Background information
- Also known as: Tony Cost, Nik Venet
- Born: Nikolas Kostantinos Venetoulis December 3, 1936 Baltimore, Maryland, U.S.
- Died: January 2, 1998 (aged 61) East Los Angeles, California, U.S.
- Occupation: Record producer
- Years active: 1955–1998
- Labels: Capitol, Dot

= Nick Venet =

American record producer (1936–1998)

Nick Venet (born Nikolas Kostantinos Venetoulis, December 3, 1936 – January 2, 1998) was an American record producer, who began his career at age 19 with World Pacific Jazz. He is best known for signing The Beach Boys to Capitol Records and producing the band's earlier material including the song "Surfin' Safari". Brian Wilson credited Venet with helping him learn the craft of production.

==Career==

Mentored by Lee Gillette, John Hammond, and Richard Bock, he worked with such musicians as Chet Baker, Lord Buckley, Nat "King" Cole, Stan Getz, Chico Hamilton, Stan Kenton, Lambert, Hendricks, and Ross, Peggy Lee, Gerry Mulligan, Ravi Shankar, and Kay Starr. In his early twenties, he joined Capitol Records. As well as being a producer, he was head of A&R at Capitol. He also did some producing with Randy Wood at Dot Records in the mid-1960s.

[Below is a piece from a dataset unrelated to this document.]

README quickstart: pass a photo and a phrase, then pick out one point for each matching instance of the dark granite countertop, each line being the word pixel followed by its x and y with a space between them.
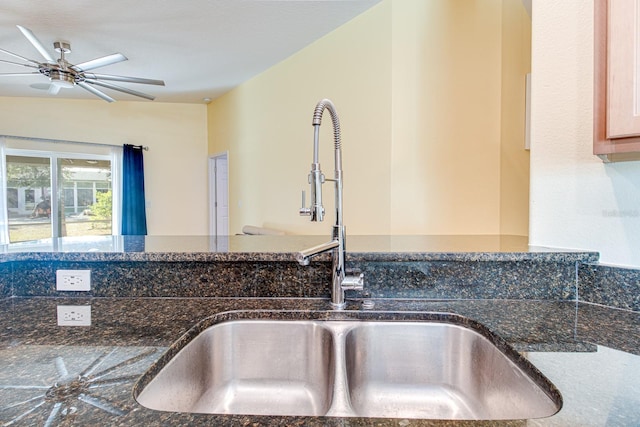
pixel 283 248
pixel 591 353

Venet produced a number of important Capitol clients, including Ray Anthony, The Buddies, Glen Campbell, Cashman, Pistilli, and West, Jim Croce, Ingrid Croce, King Curtis, Karen Dalton, Bobby Darin, The Four Preps, George Gerdes, Jimmie Haskell, Hearts & Flowers with Bernie Leadon, Hedge and Donna, The Hondells, The Honeys, The Kingston Trio, The Leaves, the Lettermen, Lothar and the Hand People, Mad River, Maffit & Davies, Ian Matthews and Matthews Southern Comfort, Onzie Matthews, Les McCann, Fred Neil, Vince Martin, Ricky Nelson, Dinsmore Payne, Lou Rawls, Billy Lee Riley, Murray Roman, Linda Ronstadt, Jack Scott, Maxine Sellers, Serendipity Singers, John Stewart, the Stone Poneys, Allan Taylor, Guthrie Thomas, The Vettes, Wendy Waldman, The Walker Brothers, Sammy Walker, and Timi Yuro.

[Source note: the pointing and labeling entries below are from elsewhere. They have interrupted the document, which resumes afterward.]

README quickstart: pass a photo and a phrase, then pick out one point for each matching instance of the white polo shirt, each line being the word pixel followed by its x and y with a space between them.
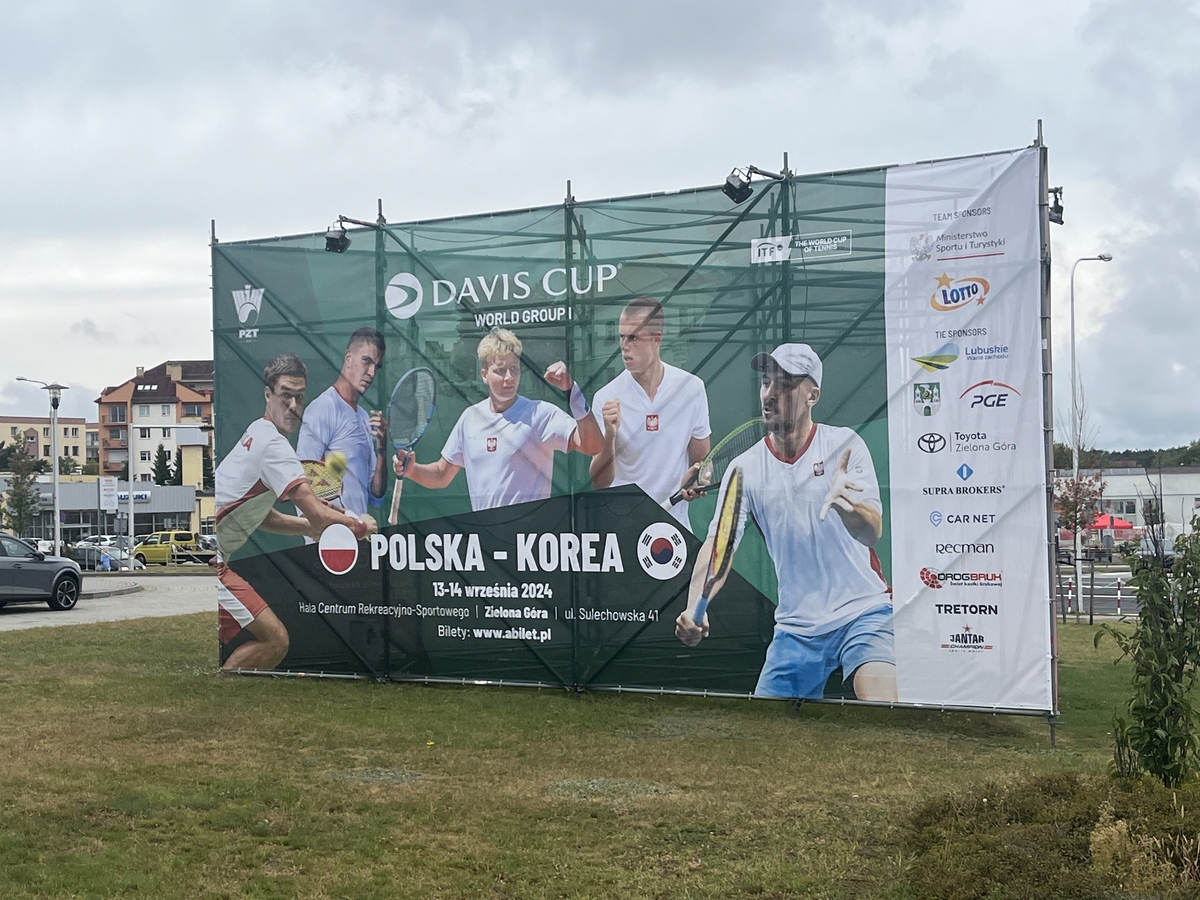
pixel 333 424
pixel 261 468
pixel 509 456
pixel 652 442
pixel 826 577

He was executive producer on spoken word albums such as John G. Neihardt's Black Elk Speaks produced and recorded by William McIntyre, the Odyssey Theater Players in The Chicago Conspiracy Trial, Carl Reiner & Mel Brooks' 2000 Year Old Man series, and Orson Welles' The Begatting of the President. When Capitol Vice President Alan W. Livingston left to start Mediarts Records, he took Venet with him. There Venet produced Dory Previn (who wrote about their romantic relationship in "Lemon Haired Ladies") and Don McLean. He stayed on a few years when the company was acquired by United Artists. He also recorded artists including Sam Cooke and the Pilgrim Travelers, Ivory Joe Hunter, Sarah Kernochan, Vince Martin and the Tarriers, the Nashville Street Singers, Ted Neeley, Wayne Newton, Jack Nitzche, Shorty Rogers, Bonnie Murray Tamblyn, Harriet Schock, Gene Vincent, Waddy Wachtel, Clara Ward, Sarah Kim Wilde, Bobby Womack, and Frank Zappa. He also produced the original cast albums for the Broadway musical Salvation and the off-Broadway hit The Last Session by Steve Schalchlin - ironically, Venet's last session.

Venet shares credits for the music in the skateboard film, Skaterdater (1965). His brother, Steven, was also employed in the music industry as a songwriter.

==Later life and death==
He later changed his name to Nik Venet in honor of his grandfather. He died on January 2, 1998, from Burkitt's lymphoma, just over a month before Carl Wilson of The Beach Boys. He was survived by his son, filmmaker Nik Venet III.